Non la vidi più, abbandonai la chiesa i suoi occhi e tutto il resto per la vergogna. A pensarci oggi, mi viene da ridere, ma allora fu una tragica la ritirata.
Ti gusto sulla lingua come le fragole. Cerco nel tuo dentro il principio creativo e la scintilla che accende l’ ardere del mio fuoco.
Ti bevo succo d’ ambrosia.

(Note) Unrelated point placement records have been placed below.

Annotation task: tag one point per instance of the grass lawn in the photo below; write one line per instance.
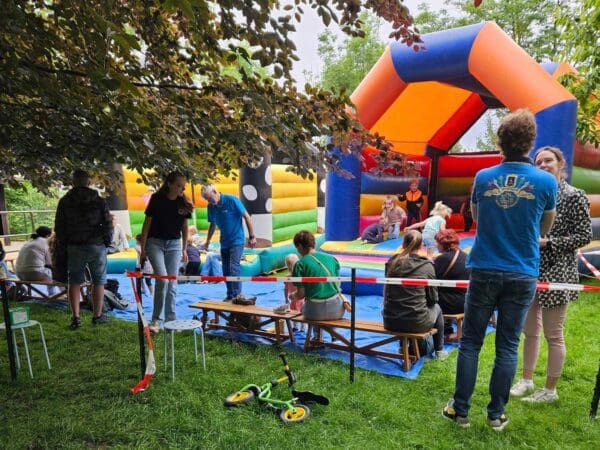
(84, 401)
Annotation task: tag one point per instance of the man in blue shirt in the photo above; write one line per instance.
(514, 205)
(226, 212)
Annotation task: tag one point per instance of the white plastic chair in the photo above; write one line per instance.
(183, 325)
(22, 327)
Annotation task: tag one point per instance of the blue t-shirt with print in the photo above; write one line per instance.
(227, 215)
(511, 198)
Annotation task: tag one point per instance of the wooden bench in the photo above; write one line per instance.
(32, 287)
(458, 318)
(223, 310)
(343, 343)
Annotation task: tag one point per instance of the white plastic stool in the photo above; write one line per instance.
(22, 327)
(183, 325)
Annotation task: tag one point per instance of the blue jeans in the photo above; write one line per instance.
(512, 293)
(231, 266)
(212, 265)
(164, 255)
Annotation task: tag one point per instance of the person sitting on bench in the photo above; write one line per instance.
(323, 301)
(412, 309)
(34, 262)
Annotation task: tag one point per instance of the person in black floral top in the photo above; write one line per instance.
(572, 229)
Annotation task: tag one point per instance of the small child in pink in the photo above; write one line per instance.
(289, 288)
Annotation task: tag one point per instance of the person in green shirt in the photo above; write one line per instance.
(323, 301)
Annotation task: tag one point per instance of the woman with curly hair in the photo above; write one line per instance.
(571, 230)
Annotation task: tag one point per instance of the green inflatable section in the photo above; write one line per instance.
(136, 220)
(586, 179)
(282, 234)
(273, 258)
(454, 185)
(283, 220)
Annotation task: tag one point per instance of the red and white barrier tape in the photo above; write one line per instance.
(150, 363)
(461, 284)
(595, 271)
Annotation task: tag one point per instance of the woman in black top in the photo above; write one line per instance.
(165, 226)
(450, 265)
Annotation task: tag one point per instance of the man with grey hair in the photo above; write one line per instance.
(226, 212)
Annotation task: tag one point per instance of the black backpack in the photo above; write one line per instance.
(112, 298)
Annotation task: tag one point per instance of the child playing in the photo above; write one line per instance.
(433, 224)
(289, 288)
(414, 202)
(373, 234)
(144, 266)
(392, 216)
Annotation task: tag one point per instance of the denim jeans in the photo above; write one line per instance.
(164, 255)
(231, 266)
(212, 265)
(512, 293)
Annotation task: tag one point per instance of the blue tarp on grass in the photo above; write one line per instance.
(271, 295)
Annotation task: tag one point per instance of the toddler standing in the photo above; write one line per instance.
(434, 223)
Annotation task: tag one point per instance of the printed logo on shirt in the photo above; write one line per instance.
(508, 190)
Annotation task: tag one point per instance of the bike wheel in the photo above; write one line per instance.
(239, 398)
(290, 417)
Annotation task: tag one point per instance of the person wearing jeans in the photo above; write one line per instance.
(572, 230)
(164, 236)
(514, 203)
(512, 294)
(226, 212)
(165, 256)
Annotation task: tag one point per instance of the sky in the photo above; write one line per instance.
(306, 42)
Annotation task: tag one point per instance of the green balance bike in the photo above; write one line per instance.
(290, 411)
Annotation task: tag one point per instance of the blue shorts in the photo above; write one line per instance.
(94, 256)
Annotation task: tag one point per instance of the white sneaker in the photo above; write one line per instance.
(154, 327)
(542, 396)
(522, 387)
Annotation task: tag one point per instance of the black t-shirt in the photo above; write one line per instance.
(167, 216)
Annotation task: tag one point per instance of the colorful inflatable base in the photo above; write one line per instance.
(255, 262)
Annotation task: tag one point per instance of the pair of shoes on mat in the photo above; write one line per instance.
(542, 396)
(522, 388)
(449, 412)
(100, 320)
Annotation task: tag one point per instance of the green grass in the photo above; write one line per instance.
(84, 401)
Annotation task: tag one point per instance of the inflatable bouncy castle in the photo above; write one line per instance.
(280, 202)
(422, 103)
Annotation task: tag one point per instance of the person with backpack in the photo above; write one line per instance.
(83, 224)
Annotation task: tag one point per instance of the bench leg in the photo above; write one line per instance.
(307, 340)
(288, 323)
(405, 356)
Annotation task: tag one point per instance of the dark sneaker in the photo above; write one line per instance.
(449, 413)
(75, 323)
(499, 423)
(100, 320)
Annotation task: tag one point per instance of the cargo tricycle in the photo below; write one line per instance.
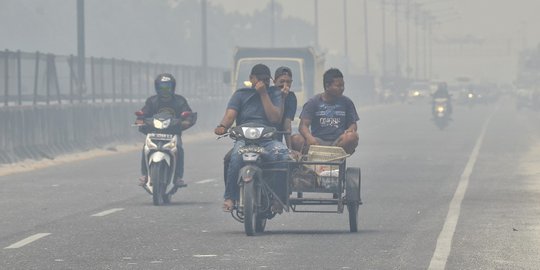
(305, 183)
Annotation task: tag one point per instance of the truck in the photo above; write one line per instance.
(306, 64)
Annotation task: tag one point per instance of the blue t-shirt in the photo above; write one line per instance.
(247, 102)
(289, 111)
(329, 120)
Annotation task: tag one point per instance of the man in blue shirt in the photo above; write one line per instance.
(260, 104)
(283, 81)
(328, 118)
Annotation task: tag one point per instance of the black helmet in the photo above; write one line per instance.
(165, 85)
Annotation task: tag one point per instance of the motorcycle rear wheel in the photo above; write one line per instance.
(250, 208)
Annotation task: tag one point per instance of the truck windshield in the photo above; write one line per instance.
(296, 65)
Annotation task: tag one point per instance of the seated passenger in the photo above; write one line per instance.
(328, 118)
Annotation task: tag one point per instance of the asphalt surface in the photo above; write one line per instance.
(431, 201)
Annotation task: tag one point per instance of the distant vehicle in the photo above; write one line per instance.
(417, 90)
(305, 63)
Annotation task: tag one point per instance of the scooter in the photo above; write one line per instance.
(160, 152)
(441, 116)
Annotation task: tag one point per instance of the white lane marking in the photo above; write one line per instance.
(444, 241)
(27, 240)
(204, 255)
(107, 212)
(205, 181)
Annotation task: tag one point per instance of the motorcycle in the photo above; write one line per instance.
(256, 196)
(441, 114)
(160, 152)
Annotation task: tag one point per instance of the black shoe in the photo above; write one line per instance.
(143, 180)
(179, 183)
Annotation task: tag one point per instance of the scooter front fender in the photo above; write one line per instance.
(158, 157)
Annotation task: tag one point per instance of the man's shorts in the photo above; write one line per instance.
(327, 143)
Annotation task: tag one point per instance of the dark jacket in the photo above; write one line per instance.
(174, 106)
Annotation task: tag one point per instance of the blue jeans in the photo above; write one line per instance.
(277, 151)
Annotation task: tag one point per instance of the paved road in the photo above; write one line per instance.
(466, 197)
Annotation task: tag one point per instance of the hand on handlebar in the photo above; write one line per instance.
(312, 141)
(220, 130)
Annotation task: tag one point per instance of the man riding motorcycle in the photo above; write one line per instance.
(442, 93)
(167, 101)
(259, 104)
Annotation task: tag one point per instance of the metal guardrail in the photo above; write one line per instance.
(38, 78)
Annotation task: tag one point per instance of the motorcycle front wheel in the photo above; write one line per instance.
(158, 175)
(250, 208)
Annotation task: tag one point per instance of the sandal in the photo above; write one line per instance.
(276, 207)
(228, 205)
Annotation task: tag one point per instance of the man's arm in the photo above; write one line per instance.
(303, 128)
(226, 122)
(287, 128)
(352, 128)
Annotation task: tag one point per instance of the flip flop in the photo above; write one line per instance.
(228, 205)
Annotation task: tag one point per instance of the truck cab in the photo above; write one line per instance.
(306, 65)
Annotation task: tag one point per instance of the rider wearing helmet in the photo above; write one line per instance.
(167, 101)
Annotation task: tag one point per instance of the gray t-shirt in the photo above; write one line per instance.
(247, 102)
(329, 120)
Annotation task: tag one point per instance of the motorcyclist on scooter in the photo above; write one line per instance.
(442, 92)
(167, 101)
(258, 104)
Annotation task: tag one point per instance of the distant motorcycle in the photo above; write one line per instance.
(160, 151)
(441, 114)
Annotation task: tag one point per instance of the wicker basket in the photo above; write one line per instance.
(325, 154)
(327, 175)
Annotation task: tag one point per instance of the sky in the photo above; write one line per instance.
(475, 38)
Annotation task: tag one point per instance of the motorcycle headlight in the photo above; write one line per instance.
(150, 143)
(252, 133)
(170, 145)
(162, 124)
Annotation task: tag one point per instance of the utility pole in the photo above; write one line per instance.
(80, 47)
(396, 10)
(416, 44)
(383, 13)
(272, 21)
(425, 23)
(345, 38)
(366, 39)
(204, 37)
(407, 23)
(316, 3)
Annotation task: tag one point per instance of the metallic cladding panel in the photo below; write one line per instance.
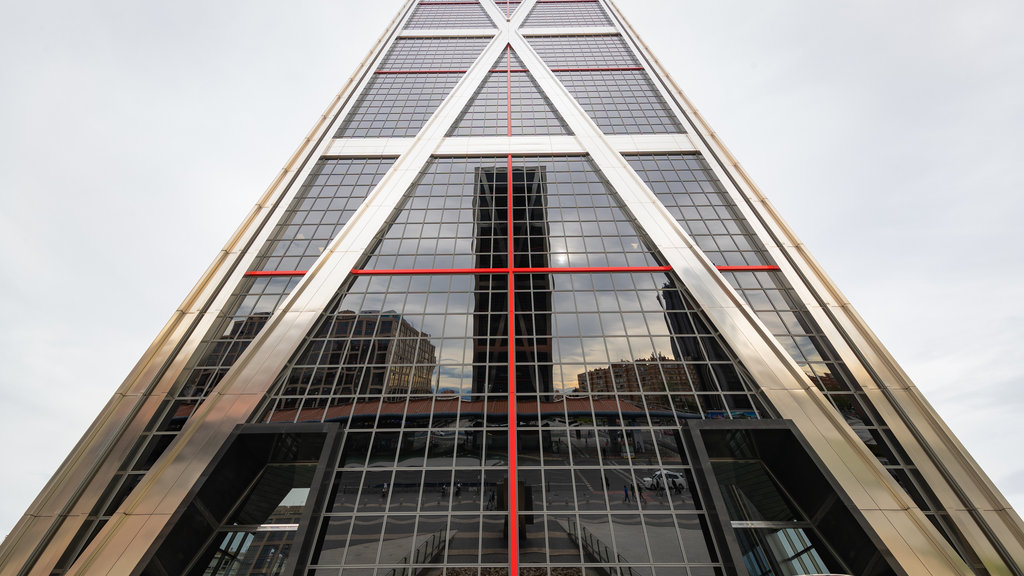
(794, 248)
(898, 523)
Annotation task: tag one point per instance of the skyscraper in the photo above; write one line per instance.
(625, 242)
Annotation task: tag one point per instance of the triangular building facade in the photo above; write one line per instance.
(513, 309)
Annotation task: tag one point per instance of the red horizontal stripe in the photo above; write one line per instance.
(431, 271)
(745, 269)
(276, 273)
(420, 72)
(595, 69)
(506, 271)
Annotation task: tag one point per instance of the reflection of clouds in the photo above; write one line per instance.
(567, 350)
(373, 301)
(611, 324)
(458, 325)
(606, 301)
(590, 324)
(454, 351)
(619, 348)
(455, 377)
(431, 324)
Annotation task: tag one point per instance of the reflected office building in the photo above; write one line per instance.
(513, 310)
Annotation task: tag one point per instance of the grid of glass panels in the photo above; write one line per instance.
(688, 188)
(509, 101)
(627, 343)
(396, 105)
(433, 53)
(576, 218)
(693, 195)
(449, 14)
(323, 205)
(622, 101)
(584, 51)
(566, 13)
(507, 7)
(608, 368)
(327, 200)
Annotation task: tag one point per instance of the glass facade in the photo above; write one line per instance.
(509, 375)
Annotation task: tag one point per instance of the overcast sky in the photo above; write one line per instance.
(134, 136)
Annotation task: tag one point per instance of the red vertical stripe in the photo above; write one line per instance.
(508, 84)
(513, 476)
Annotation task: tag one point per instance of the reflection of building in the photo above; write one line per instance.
(657, 377)
(531, 292)
(663, 240)
(383, 355)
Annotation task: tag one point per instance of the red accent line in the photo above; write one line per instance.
(581, 270)
(588, 270)
(745, 269)
(420, 72)
(430, 271)
(276, 273)
(513, 475)
(508, 80)
(609, 69)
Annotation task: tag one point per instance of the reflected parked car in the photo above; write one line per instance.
(665, 479)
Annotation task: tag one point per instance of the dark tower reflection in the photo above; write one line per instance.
(531, 295)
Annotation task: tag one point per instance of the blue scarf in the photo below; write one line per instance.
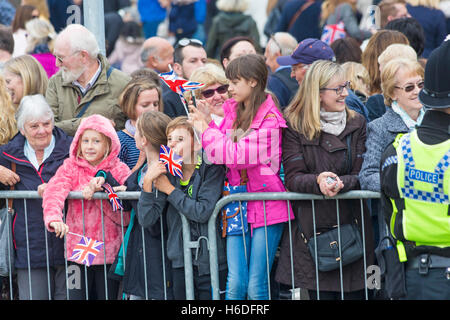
(130, 128)
(410, 123)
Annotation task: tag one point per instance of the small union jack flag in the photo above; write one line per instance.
(172, 161)
(113, 198)
(332, 32)
(86, 250)
(178, 84)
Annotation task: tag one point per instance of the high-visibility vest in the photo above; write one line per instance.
(423, 179)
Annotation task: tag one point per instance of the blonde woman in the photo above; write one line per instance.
(321, 129)
(139, 96)
(24, 76)
(335, 11)
(40, 44)
(395, 51)
(8, 127)
(402, 80)
(211, 97)
(432, 19)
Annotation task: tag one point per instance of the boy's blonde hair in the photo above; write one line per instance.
(358, 76)
(33, 75)
(152, 126)
(395, 51)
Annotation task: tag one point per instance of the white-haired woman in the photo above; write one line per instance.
(37, 151)
(40, 43)
(322, 154)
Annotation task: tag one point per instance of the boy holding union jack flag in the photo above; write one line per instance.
(194, 195)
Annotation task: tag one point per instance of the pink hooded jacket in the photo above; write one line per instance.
(259, 152)
(73, 175)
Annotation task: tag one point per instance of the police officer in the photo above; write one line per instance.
(415, 183)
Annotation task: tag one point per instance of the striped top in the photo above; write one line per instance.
(129, 153)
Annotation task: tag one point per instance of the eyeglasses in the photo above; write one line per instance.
(340, 89)
(411, 87)
(61, 60)
(185, 42)
(220, 90)
(272, 37)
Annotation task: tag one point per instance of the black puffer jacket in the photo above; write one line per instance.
(30, 179)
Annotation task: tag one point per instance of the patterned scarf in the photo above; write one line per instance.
(333, 122)
(410, 123)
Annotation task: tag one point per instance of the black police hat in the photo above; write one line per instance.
(436, 92)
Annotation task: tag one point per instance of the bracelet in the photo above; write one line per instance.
(101, 173)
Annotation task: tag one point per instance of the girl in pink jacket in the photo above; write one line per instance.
(93, 158)
(248, 143)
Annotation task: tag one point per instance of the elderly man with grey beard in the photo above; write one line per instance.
(86, 84)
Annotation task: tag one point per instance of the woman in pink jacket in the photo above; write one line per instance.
(92, 162)
(248, 143)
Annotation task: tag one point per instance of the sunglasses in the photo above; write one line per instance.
(185, 42)
(220, 90)
(411, 87)
(339, 89)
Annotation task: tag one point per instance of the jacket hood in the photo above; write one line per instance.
(103, 125)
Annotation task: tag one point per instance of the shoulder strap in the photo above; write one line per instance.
(299, 12)
(86, 106)
(10, 201)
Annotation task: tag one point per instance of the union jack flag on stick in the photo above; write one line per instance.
(86, 250)
(172, 161)
(113, 198)
(332, 32)
(180, 85)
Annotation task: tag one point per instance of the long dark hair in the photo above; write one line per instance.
(249, 67)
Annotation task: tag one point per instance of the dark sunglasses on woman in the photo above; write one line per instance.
(210, 92)
(410, 87)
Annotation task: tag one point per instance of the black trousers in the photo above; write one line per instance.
(96, 286)
(432, 286)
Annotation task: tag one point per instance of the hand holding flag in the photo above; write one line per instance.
(113, 198)
(86, 250)
(171, 160)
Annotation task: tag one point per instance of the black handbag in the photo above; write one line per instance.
(328, 256)
(332, 250)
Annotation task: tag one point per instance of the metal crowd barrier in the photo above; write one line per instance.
(211, 240)
(284, 196)
(26, 195)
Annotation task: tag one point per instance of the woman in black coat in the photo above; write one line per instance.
(324, 140)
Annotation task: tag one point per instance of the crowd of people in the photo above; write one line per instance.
(297, 114)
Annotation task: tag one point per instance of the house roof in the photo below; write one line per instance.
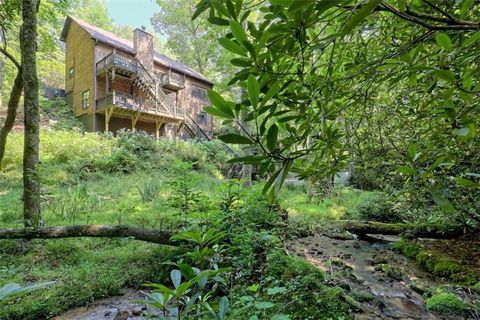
(125, 45)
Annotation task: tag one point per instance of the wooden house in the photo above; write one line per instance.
(113, 83)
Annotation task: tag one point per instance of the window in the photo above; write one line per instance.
(86, 99)
(202, 117)
(200, 93)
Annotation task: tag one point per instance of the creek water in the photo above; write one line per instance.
(370, 268)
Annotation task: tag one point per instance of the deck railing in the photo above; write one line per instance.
(119, 61)
(135, 103)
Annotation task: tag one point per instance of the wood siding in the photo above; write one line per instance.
(79, 56)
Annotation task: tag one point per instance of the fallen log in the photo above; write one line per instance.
(362, 228)
(93, 231)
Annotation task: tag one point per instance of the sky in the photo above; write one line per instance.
(135, 13)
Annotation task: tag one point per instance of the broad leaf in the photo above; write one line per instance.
(444, 41)
(234, 138)
(253, 90)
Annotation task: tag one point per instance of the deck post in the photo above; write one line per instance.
(134, 121)
(108, 115)
(158, 124)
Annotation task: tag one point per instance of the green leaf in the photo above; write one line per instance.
(264, 305)
(443, 41)
(442, 202)
(283, 3)
(276, 290)
(270, 93)
(464, 182)
(462, 132)
(446, 75)
(474, 38)
(300, 4)
(359, 16)
(237, 31)
(218, 21)
(254, 287)
(176, 277)
(232, 46)
(200, 8)
(465, 8)
(253, 89)
(218, 5)
(407, 170)
(220, 103)
(223, 307)
(234, 138)
(241, 63)
(272, 137)
(412, 152)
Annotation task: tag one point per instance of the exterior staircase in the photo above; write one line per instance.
(146, 81)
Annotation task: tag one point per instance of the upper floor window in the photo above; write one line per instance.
(86, 99)
(202, 117)
(200, 93)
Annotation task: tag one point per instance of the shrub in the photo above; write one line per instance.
(379, 209)
(446, 303)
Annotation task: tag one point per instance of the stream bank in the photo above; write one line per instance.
(380, 283)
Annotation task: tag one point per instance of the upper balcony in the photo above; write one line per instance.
(129, 66)
(122, 63)
(171, 80)
(128, 104)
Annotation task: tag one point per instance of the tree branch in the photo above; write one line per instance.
(94, 231)
(10, 57)
(416, 20)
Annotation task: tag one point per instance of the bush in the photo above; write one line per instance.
(378, 209)
(446, 303)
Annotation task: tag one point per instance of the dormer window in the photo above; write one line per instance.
(86, 99)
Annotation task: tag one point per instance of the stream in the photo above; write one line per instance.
(381, 283)
(370, 271)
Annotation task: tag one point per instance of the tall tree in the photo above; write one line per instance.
(9, 15)
(190, 41)
(28, 46)
(334, 81)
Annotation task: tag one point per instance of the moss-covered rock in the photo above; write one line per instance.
(446, 303)
(409, 249)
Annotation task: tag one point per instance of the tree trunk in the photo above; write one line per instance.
(93, 231)
(362, 228)
(2, 78)
(12, 107)
(28, 47)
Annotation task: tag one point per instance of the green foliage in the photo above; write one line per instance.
(322, 92)
(446, 303)
(12, 289)
(149, 190)
(58, 112)
(380, 209)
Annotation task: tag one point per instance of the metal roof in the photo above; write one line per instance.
(125, 45)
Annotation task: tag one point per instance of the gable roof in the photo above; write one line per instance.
(125, 45)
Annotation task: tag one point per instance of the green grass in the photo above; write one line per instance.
(308, 214)
(98, 179)
(83, 270)
(78, 189)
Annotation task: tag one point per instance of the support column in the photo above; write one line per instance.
(108, 115)
(158, 124)
(134, 121)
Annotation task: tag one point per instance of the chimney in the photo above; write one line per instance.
(143, 45)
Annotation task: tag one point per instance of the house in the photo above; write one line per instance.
(113, 83)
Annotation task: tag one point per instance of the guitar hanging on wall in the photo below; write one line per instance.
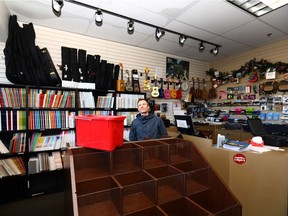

Mangio il tuo miele.
Ti accarezzo.
Cerco di scavare oltre la fortezza
della tua bianca pelle con le mia dita.
Cerco il tuo spirito ad ogni costo,
cerco l’ inizio in te.
Ti annuso come un cane da tartufo:
" Profumi come la rosa dissetata dalla rugiada ".
I tuoi occhi due brillanti.
Sono gemme rubate al fuoco della terra.
Luccicano le tue pupille
come luccicano le stelle, corone del
cielo, riflettono i tuoi occhi
specchi di labirinto,
strade che si intrecciano
nei vicoli dei sentimenti
dove ci si sperde: " L’ amore rapisce,
è rapace come le aquile,
ti afferra, ti divora...
E’ ragnatela fatta con fili di luce.
Mandorla bianca l’ ovale quadro del tuo viso.
Il tuo sorridere apre la porta del sospiro,
sospiro che mi viene meno quando ti vedo.
Per te bambina mia che ancora corri a piedi
scalzi sul prato verde della mia anima.